Did we mention how many different ways there are to block? Nope, but there is normal blocking, normal blocking in the air, instant guard when you block at just the right time and you get a frame advantage, plus then there is the Barrier system. The Barrier system is a stronger block which negates chip damage, but it's on a meter and if that depletes then you're at a serious disadvantage as you'll enter the Danger Condition and take more damage for the rest of the round. It's useful for ending opponents' combos and pushing them back, and you can even totally disperse it to knock them flying, again at the cost of taking extra damage. Despite all this incredibly tech defence stuff it's still not as fun as the parry system in Street Fighter III. Oh and you can't block too much thanks to the Negative Penalty system that sees you taking double damage if the Guard Libra bar fills.
BlazBlue is so filled to the brim with all sorts of tech stuff that you really begin to feel tired if you think about them all for too long. But once you start getting into it the whole thing begins to open up and all of a sudden you're playing one of the best 2D fighters around today.
When that happens, and it eventually will, you've got various modes to play through. It's probably best to stick with Arcade mode for a while because you just get fight after fight without any of the total and utter Japanese-ness of the Story mode, and you'll unlock those match ending Astral Heat attacks for the characters. The Story mode is confusing and the scenes have more in common with a JPRG than anything else, which means lots of cut-outs of the characters blankly staring at you while they say things like "..." and even more nonsensical stuff. It's bizarre and it doesn't really add anything to the fighting; in fact it kind of detracts from the whole experience because you're still wondering what the hell is going on when you're busting out a juggle combo.

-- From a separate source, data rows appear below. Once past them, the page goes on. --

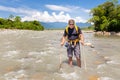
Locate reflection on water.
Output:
[0,30,120,80]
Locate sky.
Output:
[0,0,119,23]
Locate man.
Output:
[61,19,84,67]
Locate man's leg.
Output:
[68,57,73,67]
[76,57,81,67]
[74,43,81,67]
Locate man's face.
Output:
[69,23,74,29]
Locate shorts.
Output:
[67,42,81,59]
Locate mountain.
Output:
[40,22,91,29]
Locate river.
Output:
[0,30,120,80]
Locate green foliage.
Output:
[0,15,44,30]
[89,0,120,32]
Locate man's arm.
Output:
[61,36,66,46]
[79,34,84,45]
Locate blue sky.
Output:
[0,0,120,22]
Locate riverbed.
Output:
[0,30,120,80]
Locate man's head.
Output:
[68,19,75,29]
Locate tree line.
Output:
[0,15,44,30]
[89,0,120,32]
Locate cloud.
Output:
[0,6,86,22]
[45,5,71,12]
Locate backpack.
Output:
[65,25,78,34]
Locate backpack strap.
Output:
[65,25,78,34]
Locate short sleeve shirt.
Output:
[63,27,82,40]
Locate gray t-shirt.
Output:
[63,27,82,40]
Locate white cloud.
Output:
[0,6,86,22]
[45,5,71,12]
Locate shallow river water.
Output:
[0,30,120,80]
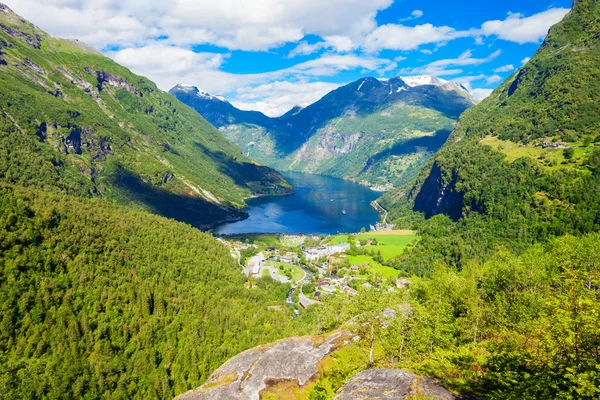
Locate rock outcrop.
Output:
[177,332,344,400]
[334,369,456,400]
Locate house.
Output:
[300,297,312,309]
[319,283,336,293]
[248,251,265,276]
[396,279,410,289]
[344,286,358,296]
[304,247,330,261]
[248,251,266,267]
[327,243,350,254]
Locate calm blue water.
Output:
[214,172,381,234]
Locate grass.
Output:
[274,262,305,283]
[226,234,279,247]
[479,136,595,169]
[348,256,400,278]
[330,230,420,264]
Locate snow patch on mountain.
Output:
[399,76,448,87]
[173,83,227,102]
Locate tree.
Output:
[563,147,575,160]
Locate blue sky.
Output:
[5,0,572,115]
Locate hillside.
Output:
[0,184,302,399]
[381,0,600,270]
[0,5,291,227]
[170,77,474,188]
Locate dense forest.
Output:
[0,184,302,399]
[0,5,291,228]
[0,4,303,399]
[380,0,600,275]
[304,233,600,400]
[0,0,600,400]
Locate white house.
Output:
[327,243,350,254]
[248,251,265,275]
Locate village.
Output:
[219,230,416,316]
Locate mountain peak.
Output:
[398,75,448,87]
[169,83,227,102]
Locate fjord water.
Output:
[214,172,381,234]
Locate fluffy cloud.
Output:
[5,0,568,115]
[232,81,340,117]
[362,24,471,52]
[494,64,515,73]
[7,0,392,51]
[485,75,502,85]
[109,44,397,116]
[481,8,569,44]
[401,50,501,76]
[467,88,494,101]
[288,35,356,58]
[400,10,423,22]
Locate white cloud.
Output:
[481,8,569,44]
[109,44,397,116]
[401,50,501,76]
[4,0,568,114]
[288,35,355,58]
[232,81,340,117]
[399,10,423,22]
[494,64,515,73]
[6,0,392,51]
[469,88,494,101]
[362,24,471,52]
[485,75,502,85]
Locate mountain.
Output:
[170,77,475,187]
[0,4,302,399]
[0,6,290,227]
[380,0,600,268]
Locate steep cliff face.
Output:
[177,332,456,400]
[413,162,464,220]
[177,333,347,400]
[171,77,474,188]
[0,5,291,227]
[333,369,456,400]
[387,0,600,225]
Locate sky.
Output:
[8,0,572,116]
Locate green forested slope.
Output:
[0,184,299,399]
[298,233,600,400]
[0,4,300,399]
[170,77,474,188]
[381,0,600,273]
[0,6,290,226]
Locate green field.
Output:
[329,231,419,261]
[225,234,279,246]
[275,262,305,283]
[479,136,595,169]
[348,256,400,278]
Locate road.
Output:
[286,268,313,305]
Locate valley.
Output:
[170,77,475,189]
[0,0,600,400]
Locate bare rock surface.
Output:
[334,369,456,400]
[177,333,342,400]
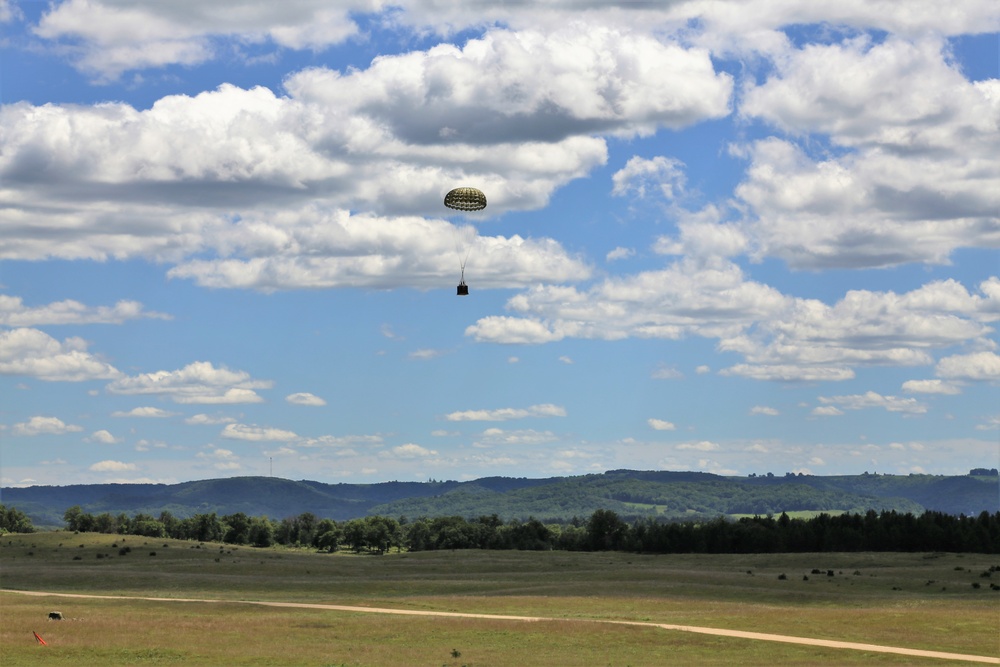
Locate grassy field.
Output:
[0,532,1000,667]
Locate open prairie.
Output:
[0,532,1000,666]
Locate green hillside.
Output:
[0,470,1000,527]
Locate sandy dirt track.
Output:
[7,589,1000,665]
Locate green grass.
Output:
[0,532,1000,667]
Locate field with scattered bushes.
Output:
[0,531,1000,667]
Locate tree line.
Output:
[56,505,1000,554]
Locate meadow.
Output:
[0,531,1000,667]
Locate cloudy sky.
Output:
[0,0,1000,486]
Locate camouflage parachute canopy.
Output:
[444,188,486,211]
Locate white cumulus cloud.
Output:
[285,392,326,407]
[445,403,566,421]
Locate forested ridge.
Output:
[0,469,1000,527]
[29,506,1000,554]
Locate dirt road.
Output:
[0,589,1000,665]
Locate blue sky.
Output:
[0,0,1000,486]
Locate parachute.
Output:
[444,187,486,296]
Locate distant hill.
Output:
[0,470,1000,527]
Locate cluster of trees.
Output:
[0,505,35,535]
[58,506,1000,554]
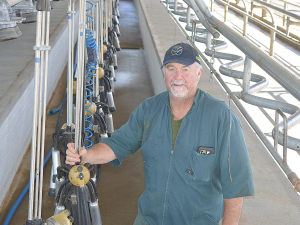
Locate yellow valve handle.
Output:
[69,165,91,188]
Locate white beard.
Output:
[170,80,189,98]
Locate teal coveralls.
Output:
[102,89,254,225]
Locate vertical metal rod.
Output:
[186,6,191,26]
[94,0,100,97]
[269,28,276,56]
[38,11,50,218]
[206,32,212,50]
[274,110,279,152]
[67,0,74,127]
[34,11,45,218]
[282,2,287,26]
[28,11,42,220]
[174,0,178,12]
[243,15,248,37]
[105,0,108,44]
[75,0,86,153]
[224,0,229,22]
[34,11,46,218]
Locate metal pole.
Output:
[67,0,75,128]
[75,0,86,153]
[38,9,50,218]
[28,11,42,220]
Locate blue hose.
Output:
[3,149,52,225]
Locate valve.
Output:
[69,165,91,188]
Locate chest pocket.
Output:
[141,135,163,168]
[185,150,216,182]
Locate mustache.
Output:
[171,80,187,86]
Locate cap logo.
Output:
[171,45,183,55]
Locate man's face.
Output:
[165,62,202,98]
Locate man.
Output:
[66,43,254,225]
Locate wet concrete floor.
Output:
[0,1,154,225]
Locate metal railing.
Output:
[211,0,300,56]
[163,0,300,191]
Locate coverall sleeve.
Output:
[218,111,254,199]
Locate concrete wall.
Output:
[0,3,78,205]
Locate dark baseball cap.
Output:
[161,42,201,68]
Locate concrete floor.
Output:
[0,1,154,225]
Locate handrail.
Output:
[251,0,300,21]
[211,0,300,56]
[162,0,300,191]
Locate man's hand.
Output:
[66,143,87,166]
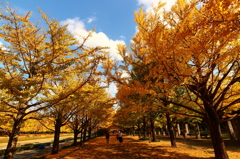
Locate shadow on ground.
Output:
[36,136,218,159]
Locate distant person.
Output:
[106,131,110,144]
[118,130,123,143]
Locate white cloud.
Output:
[137,0,177,11]
[62,18,125,60]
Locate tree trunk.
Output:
[150,120,157,142]
[143,116,147,138]
[166,113,177,147]
[80,129,83,146]
[232,117,240,141]
[83,128,87,142]
[227,121,236,140]
[52,118,62,154]
[184,123,189,137]
[88,121,92,140]
[4,119,21,159]
[204,104,228,159]
[177,124,181,136]
[132,126,135,136]
[195,123,201,139]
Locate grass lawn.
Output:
[33,136,240,159]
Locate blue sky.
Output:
[8,0,176,94]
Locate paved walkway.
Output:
[0,135,73,159]
[34,136,218,159]
[0,141,73,159]
[0,135,73,150]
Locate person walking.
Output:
[118,130,123,143]
[106,131,110,144]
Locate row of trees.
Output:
[108,0,240,159]
[0,6,113,159]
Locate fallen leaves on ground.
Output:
[34,136,240,159]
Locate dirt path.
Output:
[35,136,217,159]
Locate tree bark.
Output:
[4,119,21,159]
[166,113,177,147]
[204,104,228,159]
[227,121,236,140]
[232,117,240,141]
[52,118,62,154]
[138,121,141,139]
[143,116,147,138]
[177,124,181,136]
[73,130,79,145]
[88,120,92,140]
[150,120,157,142]
[195,123,201,139]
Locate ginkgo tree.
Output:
[0,6,108,159]
[130,0,240,159]
[106,0,240,159]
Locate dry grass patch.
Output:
[33,136,240,159]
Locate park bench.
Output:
[200,134,208,139]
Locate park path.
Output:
[0,135,73,149]
[32,135,215,159]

BlazBlue does, however, make a case for 2D sprites, much more so than King Of Fighters XII because the graphics are a lot smoother and they don't go all pixelated if you get too close to the screen. Also when in battle the characters talk to each other; a lot of it is just shouting but occasionally a reference pops in there and it makes the fights feel a bit more personal.
This whole fighting game revival has been instigated by Street Fighter IV. And while it's great to see many more fighters being released such as KOF XII and the recently announced XIII, Marvel Vs Capcom 3, Samurai Shodown Sen and of course BlazBlue: Calamity Trigger (and its sequel BlazBlue: Continuum Shift which is getting released on consoles in America and Japan in July) there is a limit to how many of them you can take. But really that's up to you to decide.